8 months later, and we can see the game plan has changed. I went into therapy to try to fix myself so I could become a better wife and save my marriage. Turns out, I did fix myself..well, some of it, at least. And I probably am a better wife now, except we’ll never really know, because I left my husband. Come to find out, I couldn’t save my marriage and save me. I had to pick one, and I chose me. The thing is, this work is never done. I am going to need to work on saving myself for the rest of my life. If I stop working, I stop healing, and I turn back into 13-year-old Jami. I’m not going to be her again. So, I’ve been using my voice. I’ve been speaking out, standing up to comments that perpetuate this awful rape culture our country is so accustomed to. The problem is…not everyone likes what I have to say. In the past few months, this election has brought sexual abuse into the spotlight. I have been made extremely uncomfortable by the words of friends, strangers, media, politicians…and I have made others uncomfortable, too. I’ve called them out on comments made about “locker room talk” and “fake Trump victims”. I’ve lost friends over it, though most probably weren’t really my friends.

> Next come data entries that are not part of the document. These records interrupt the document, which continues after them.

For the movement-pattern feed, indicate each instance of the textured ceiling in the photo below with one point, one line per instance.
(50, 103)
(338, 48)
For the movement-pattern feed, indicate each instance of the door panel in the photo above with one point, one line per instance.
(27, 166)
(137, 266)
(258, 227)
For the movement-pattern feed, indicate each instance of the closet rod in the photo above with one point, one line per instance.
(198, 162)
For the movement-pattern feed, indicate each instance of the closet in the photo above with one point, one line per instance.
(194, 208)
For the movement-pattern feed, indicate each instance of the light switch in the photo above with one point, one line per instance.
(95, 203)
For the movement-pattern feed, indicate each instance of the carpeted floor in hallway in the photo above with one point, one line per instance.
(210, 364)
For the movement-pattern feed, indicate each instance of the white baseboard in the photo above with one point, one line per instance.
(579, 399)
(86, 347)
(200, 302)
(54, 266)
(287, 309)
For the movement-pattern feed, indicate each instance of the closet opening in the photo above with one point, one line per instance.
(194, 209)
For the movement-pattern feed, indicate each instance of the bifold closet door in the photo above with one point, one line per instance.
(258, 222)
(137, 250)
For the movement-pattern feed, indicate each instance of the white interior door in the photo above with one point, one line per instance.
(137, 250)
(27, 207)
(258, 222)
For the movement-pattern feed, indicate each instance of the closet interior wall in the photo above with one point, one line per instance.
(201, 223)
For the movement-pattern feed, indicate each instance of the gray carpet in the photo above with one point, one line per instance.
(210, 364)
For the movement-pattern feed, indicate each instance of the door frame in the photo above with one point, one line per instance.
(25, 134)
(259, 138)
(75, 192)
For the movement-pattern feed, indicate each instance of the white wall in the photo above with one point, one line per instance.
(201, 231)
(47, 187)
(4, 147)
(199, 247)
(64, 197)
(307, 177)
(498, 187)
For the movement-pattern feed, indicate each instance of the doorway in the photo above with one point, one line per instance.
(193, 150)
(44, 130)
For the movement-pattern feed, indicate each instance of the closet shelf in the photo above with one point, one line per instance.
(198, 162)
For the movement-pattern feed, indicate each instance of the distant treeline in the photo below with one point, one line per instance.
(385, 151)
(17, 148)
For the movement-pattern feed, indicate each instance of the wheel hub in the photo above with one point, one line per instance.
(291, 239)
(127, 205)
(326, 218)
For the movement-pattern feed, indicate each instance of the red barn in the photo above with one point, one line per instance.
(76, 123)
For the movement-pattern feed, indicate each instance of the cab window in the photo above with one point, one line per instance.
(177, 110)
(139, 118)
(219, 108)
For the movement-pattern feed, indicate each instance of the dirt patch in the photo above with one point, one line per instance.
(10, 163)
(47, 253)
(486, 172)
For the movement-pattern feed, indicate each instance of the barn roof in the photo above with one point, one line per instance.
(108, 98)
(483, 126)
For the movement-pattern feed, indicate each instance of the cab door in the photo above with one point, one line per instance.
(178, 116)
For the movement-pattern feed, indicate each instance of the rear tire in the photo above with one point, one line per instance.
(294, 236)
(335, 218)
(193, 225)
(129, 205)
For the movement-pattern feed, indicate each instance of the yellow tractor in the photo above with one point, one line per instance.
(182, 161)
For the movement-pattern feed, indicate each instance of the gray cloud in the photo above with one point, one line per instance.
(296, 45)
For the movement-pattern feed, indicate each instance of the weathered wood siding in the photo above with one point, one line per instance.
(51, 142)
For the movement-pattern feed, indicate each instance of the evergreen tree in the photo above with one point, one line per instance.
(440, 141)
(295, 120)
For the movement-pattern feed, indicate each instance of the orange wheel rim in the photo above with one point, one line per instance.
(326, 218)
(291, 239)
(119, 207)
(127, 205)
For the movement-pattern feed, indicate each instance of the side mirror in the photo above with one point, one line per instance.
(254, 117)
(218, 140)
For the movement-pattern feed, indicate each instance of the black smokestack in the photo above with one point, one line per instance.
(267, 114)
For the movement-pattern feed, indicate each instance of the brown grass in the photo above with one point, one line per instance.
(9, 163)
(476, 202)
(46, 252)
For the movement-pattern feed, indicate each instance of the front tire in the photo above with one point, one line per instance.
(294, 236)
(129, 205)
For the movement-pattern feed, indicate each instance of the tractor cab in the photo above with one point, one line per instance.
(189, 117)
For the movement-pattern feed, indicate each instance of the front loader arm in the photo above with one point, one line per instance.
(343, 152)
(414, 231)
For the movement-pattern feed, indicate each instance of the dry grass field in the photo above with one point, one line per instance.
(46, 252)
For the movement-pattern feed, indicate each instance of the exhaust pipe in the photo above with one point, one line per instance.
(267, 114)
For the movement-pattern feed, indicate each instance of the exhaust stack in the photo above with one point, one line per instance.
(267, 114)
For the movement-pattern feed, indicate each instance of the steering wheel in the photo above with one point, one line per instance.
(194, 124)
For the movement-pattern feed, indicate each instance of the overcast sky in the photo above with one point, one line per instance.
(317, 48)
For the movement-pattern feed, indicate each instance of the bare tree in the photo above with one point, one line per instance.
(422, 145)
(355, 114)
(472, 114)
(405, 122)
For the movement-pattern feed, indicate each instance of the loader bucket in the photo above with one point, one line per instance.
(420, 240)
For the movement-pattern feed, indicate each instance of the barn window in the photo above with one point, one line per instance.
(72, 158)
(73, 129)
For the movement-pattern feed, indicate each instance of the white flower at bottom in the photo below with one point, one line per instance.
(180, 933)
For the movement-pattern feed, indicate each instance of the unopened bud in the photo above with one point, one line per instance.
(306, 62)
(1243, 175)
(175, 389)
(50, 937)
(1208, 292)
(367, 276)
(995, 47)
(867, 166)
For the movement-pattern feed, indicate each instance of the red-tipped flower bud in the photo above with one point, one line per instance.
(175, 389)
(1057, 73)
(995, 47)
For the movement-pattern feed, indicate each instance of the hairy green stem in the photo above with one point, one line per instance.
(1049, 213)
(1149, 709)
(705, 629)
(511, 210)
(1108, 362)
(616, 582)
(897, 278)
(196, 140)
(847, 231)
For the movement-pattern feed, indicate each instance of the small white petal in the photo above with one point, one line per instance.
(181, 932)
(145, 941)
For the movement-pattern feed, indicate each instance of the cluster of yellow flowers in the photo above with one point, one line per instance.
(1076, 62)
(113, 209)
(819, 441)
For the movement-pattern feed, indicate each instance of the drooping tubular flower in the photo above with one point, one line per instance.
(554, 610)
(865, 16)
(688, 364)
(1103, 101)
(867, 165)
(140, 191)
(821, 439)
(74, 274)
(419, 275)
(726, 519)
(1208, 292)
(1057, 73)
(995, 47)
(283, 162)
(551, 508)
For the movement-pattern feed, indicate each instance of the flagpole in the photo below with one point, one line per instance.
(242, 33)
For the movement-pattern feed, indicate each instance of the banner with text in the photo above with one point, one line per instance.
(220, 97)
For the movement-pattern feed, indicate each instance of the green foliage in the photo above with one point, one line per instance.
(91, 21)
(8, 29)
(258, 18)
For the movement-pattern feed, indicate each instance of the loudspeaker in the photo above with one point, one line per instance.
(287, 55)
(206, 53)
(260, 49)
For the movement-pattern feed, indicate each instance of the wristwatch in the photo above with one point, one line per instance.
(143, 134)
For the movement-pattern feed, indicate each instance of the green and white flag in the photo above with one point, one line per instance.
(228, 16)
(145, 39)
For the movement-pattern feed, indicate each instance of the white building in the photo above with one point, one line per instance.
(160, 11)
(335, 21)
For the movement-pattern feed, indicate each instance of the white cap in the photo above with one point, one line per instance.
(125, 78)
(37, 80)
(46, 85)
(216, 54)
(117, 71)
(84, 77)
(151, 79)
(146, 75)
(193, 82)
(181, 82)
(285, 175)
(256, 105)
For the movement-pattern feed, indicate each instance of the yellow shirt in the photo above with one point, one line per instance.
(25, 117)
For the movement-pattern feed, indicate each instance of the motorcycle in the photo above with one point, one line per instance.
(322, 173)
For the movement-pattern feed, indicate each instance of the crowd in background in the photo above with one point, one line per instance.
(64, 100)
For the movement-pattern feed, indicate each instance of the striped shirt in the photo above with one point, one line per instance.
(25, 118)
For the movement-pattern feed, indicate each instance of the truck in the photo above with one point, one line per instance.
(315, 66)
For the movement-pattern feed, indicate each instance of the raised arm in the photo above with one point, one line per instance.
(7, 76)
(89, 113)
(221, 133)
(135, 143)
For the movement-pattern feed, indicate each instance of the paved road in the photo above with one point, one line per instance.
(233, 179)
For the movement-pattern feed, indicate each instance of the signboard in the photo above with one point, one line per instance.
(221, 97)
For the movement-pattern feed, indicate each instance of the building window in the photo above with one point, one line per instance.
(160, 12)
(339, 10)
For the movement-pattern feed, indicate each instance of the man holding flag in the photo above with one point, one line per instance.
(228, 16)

Though this evening, one of them was. As I typed out to her how her words made me feel, how they triggered deep emotions of fear and shame, and while I told her how people not caring about any of this reminded me of feeling like I didn’t matter…it happened. I erupted. I cried, and cried and cried. I wailed. I shuddered. It was loud. It came from my soul. I heard myself talking out loud through the sobs, “Please help me”. I was talking to God. I was talking to my angels. And, I think maybe…I was talking to me.
I think it lasted at least a half hour. It ended with a yawn, which for some reason, I found funny. I thought back to that day in Susan’s office, when she perfectly described this cry. Ah, Susan…you’re always right. I wish I would just do what you say the first time you tell me…I could save so much time! I know how she would reply to this…”Trust the process”. I heeded her advice. I’m going to nurture myself. So, I made myself comfortable. I put on some comfy clothes, made myself a cup of raspberry tea in my new butterfly mug, cuddled with the dog…and told my story to you.